在他身前,趙和微微一笑,點頭道:“百家之說也是如此。”
審期沉默了一會兒,向趙和拱手:“我明白。”
“若有一日,你能夠入掌稷下學宮,當初驅逐墨家的那些博士、教諭,你自可以報復,但其所屬學派,不宜盡數驅滅……”趙和又道。
審期愕然:“祭酒何出此言?”
“我原本就是天子與大將軍不信任朱融所以派來,祭酒這個祭務,不過是便于我調動學宮的力量制約郡守,如今新的郡守與山長既然來了,我這個祭酒明顯當不久啦。”趙和攤了攤手道:“接下來,若不出意外,我可能會回咸陽。”
哪怕知道這是必然之事,審期心中還是有些不舍。
他自然會不舍,趙和不僅實現了從其父到他兩代人的愿望,拔了他的兒子審諤,還在某種程度上將墨家推進了一步,開辟了墨家今后千年的前景道路。如今墨家在稷下學宮已經興盛起來,因為其研制各種農工器械的緣故,其根基深深扎入民間,比起以前僅僅是寄托于權貴勢力,可謂根基深厚得許多。
墨家、農家等形下學院的各派,不與儒、道去爭上層,而專攻于下層,不求聞達,只求生存延續,這個方向定下來之后,原本式微的各家,頓時煥發新生。

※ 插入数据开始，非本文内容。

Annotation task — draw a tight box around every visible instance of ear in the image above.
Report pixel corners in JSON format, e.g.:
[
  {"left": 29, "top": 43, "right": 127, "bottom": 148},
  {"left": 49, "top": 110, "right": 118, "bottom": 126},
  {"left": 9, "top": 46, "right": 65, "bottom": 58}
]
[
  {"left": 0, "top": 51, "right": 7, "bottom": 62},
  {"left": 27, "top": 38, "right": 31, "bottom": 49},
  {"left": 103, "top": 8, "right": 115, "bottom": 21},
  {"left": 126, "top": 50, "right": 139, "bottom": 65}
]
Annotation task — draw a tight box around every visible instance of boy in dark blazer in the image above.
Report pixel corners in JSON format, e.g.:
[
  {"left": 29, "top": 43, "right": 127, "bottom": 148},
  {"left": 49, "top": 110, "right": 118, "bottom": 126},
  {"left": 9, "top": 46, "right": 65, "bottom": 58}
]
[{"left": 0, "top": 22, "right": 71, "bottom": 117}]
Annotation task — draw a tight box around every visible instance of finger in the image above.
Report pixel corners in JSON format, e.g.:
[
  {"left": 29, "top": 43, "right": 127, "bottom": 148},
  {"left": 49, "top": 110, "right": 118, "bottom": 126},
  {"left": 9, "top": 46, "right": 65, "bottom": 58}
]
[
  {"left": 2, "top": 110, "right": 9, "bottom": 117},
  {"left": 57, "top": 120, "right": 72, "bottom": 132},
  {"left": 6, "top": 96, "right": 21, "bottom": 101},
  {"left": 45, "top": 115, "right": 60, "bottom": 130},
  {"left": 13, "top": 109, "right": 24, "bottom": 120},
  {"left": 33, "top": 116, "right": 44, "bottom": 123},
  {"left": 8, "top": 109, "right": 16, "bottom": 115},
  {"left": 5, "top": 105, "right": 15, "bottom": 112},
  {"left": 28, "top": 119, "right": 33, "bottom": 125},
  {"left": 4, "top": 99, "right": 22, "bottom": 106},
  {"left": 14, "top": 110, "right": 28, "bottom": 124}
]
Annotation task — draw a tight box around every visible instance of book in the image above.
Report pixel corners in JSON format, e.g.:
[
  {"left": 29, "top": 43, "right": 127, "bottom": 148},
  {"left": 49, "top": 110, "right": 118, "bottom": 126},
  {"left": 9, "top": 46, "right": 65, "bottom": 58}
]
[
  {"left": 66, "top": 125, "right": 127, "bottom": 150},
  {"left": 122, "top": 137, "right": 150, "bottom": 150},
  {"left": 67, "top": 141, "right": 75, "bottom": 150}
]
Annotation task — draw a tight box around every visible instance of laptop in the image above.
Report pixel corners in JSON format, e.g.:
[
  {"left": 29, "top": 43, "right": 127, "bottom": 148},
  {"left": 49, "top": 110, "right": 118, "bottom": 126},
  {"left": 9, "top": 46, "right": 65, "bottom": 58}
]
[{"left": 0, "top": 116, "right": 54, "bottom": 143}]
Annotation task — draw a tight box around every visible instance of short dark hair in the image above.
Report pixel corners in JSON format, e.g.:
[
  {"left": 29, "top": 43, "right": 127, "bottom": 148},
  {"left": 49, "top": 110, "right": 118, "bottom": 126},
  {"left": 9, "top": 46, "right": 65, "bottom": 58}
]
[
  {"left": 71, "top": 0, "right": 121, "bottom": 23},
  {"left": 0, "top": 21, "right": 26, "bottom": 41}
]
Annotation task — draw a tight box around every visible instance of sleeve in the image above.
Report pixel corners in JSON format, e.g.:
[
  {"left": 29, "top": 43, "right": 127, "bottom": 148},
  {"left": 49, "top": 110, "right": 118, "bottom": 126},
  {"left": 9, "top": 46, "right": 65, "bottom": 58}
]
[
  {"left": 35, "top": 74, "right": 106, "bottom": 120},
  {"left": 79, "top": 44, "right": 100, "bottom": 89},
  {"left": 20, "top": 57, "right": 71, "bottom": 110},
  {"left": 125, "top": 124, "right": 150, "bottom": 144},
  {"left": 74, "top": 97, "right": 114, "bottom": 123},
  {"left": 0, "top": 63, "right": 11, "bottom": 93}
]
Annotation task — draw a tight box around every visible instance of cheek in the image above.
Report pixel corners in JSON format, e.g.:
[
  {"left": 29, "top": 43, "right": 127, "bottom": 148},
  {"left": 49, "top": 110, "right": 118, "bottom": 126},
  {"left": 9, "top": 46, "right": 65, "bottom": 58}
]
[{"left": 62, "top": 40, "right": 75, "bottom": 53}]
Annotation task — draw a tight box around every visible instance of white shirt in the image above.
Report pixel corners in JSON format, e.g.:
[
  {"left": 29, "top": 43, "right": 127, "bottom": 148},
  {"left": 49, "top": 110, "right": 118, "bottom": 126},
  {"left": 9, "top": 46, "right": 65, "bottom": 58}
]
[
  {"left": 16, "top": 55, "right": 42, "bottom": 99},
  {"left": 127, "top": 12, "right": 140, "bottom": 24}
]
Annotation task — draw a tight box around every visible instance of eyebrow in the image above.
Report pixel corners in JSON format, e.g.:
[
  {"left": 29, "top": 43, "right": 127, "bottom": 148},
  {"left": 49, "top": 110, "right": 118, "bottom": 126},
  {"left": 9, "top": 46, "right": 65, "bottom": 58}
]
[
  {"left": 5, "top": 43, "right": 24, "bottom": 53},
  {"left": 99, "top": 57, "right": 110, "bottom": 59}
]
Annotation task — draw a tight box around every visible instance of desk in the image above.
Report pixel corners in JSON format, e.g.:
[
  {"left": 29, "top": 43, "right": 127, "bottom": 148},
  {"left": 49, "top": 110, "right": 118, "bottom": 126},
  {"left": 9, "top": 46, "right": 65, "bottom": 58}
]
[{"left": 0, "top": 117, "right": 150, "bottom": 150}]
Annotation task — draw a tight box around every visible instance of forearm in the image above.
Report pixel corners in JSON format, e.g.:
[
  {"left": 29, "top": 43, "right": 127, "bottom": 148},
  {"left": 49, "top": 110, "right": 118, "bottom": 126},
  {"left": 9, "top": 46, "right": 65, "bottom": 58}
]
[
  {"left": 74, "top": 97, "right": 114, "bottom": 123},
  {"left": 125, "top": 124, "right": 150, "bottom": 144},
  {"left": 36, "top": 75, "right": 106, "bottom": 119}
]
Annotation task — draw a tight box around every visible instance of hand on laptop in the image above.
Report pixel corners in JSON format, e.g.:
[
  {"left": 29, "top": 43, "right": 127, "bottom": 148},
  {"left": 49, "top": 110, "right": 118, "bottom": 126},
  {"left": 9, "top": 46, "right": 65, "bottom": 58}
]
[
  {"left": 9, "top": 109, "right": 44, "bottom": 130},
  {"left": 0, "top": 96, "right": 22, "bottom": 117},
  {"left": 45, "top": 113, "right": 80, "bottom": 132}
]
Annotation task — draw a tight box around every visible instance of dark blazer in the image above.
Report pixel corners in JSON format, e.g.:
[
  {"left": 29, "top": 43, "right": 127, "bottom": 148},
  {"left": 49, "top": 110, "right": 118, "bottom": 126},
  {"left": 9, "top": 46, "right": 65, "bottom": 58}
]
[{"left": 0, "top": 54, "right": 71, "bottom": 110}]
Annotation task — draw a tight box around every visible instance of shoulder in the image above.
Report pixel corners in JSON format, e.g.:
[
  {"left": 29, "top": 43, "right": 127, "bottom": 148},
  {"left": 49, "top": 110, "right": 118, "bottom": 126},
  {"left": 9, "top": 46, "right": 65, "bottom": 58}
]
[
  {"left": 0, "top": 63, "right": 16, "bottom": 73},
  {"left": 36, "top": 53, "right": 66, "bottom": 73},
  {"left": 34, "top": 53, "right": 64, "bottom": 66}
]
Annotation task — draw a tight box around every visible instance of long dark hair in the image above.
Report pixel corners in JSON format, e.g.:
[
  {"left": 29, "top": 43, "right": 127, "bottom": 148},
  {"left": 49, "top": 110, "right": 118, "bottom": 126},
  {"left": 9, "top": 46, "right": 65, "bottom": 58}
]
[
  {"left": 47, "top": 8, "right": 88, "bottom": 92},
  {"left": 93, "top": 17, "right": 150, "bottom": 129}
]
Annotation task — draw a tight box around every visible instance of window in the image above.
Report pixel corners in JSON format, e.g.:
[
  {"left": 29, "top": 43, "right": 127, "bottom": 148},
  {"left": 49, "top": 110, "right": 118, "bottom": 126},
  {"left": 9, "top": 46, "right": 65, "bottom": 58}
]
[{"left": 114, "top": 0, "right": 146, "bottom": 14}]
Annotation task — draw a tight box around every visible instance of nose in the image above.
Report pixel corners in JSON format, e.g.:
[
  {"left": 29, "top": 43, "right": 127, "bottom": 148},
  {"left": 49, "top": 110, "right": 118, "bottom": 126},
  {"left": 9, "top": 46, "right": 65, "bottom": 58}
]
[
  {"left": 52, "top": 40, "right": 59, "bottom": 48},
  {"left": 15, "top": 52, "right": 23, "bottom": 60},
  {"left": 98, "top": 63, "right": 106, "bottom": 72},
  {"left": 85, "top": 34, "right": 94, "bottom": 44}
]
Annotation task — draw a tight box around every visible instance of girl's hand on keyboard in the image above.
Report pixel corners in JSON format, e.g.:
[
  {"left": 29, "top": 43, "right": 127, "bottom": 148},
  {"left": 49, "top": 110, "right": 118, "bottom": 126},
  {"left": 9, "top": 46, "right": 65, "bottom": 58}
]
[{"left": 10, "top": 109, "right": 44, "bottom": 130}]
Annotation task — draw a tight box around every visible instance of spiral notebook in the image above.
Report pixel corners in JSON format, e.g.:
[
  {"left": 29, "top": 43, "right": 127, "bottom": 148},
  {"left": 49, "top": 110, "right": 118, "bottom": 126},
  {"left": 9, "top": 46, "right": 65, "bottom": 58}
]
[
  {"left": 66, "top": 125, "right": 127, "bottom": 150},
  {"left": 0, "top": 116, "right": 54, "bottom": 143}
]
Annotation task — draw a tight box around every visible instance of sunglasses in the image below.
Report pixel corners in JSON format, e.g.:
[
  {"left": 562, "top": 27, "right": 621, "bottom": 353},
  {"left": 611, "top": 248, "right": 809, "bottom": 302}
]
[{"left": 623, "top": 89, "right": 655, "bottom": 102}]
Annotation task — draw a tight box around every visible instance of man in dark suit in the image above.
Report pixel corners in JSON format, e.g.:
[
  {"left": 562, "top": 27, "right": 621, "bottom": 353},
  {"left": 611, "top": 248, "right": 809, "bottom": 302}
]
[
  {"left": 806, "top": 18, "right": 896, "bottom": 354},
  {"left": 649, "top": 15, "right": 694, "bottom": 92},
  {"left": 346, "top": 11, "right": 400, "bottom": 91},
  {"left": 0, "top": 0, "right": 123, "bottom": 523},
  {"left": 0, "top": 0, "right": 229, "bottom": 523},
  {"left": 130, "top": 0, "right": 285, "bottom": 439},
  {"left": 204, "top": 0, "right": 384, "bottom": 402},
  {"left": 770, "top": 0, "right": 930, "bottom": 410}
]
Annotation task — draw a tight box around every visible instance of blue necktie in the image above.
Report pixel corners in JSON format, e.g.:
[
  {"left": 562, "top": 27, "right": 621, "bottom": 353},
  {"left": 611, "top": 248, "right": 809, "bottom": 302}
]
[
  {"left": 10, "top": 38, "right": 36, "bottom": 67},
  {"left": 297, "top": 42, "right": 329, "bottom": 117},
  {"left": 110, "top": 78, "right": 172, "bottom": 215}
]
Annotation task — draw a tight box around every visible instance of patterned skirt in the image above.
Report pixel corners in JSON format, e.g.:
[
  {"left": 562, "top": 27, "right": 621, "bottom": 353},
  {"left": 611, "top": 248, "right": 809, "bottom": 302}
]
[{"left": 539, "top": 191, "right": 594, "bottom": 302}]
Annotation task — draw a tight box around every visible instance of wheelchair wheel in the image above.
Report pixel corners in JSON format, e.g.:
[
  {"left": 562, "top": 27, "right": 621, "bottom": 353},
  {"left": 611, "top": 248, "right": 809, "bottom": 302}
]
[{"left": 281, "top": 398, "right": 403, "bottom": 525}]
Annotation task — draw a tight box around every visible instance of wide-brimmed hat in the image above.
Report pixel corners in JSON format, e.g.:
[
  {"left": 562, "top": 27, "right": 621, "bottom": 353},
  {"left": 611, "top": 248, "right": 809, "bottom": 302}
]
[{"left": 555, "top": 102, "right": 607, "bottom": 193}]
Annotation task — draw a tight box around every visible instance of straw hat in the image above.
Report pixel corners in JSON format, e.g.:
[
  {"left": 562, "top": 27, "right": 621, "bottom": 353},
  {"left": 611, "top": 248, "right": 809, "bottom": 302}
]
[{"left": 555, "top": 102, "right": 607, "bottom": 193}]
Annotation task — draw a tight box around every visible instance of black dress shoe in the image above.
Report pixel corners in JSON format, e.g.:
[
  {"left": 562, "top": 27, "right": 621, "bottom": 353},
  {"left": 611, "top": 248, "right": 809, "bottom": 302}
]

這讓形上院的諸家極為羨慕,也紛紛效仿,就連原屬于顯學的道家,也開始放下身段,開始深耕于農工之中了。
這也有一部分原因,是浮圖教的撤退,為道家等讓出了空間。
想到浮圖教,審期抬眼望向正立于蔓殊陀華花花圃中間的蓮玉生。
與一年前相比,蓮玉生依舊面容如玉,但是雙眉微鎖,仿佛有著揮不去的愁緒纏繞于其間。
他遠遠看到趙和,合掌行禮:“二師兄。”
哪怕鳩摩什事發身死,他對趙和的稱呼依然沒有改變。以往趙和還會否認,但在鳩摩什死后,他反而懶得否認了。
“蓮玉生,你已經下定決心了?”趙和沉聲道。
“是,我心中有大惑,大惑不解,不足以傳道,所以我準備要去天竺,我要到浮圖開悟之地去看看。”
趙和嘴唇微微抿了抿,目光輕輕閃動。
蓮玉生要離開大秦,帶領浮圖僧們去天竺。
趙和知道,他若是想要挽留,自然會有辦法,比如說,將寺產還給浮圖教,許其在齊郡的寺廟繼續。但鳩摩什所犯罪孽太大,他當時就下定決心,沒收所有廟產,嚴禁浮圖教在齊郡傳播,此時也不準備改變主意。
“除了去天竺,若有可能,我還要繼續向西,往天方、大食和西秦那邊去看看,師尊曾說到一個預言,在他寂滅之后,我也曾經夢到綠焰吞噬天地……我要去探究這預言是否虛妄。”蓮玉生又道。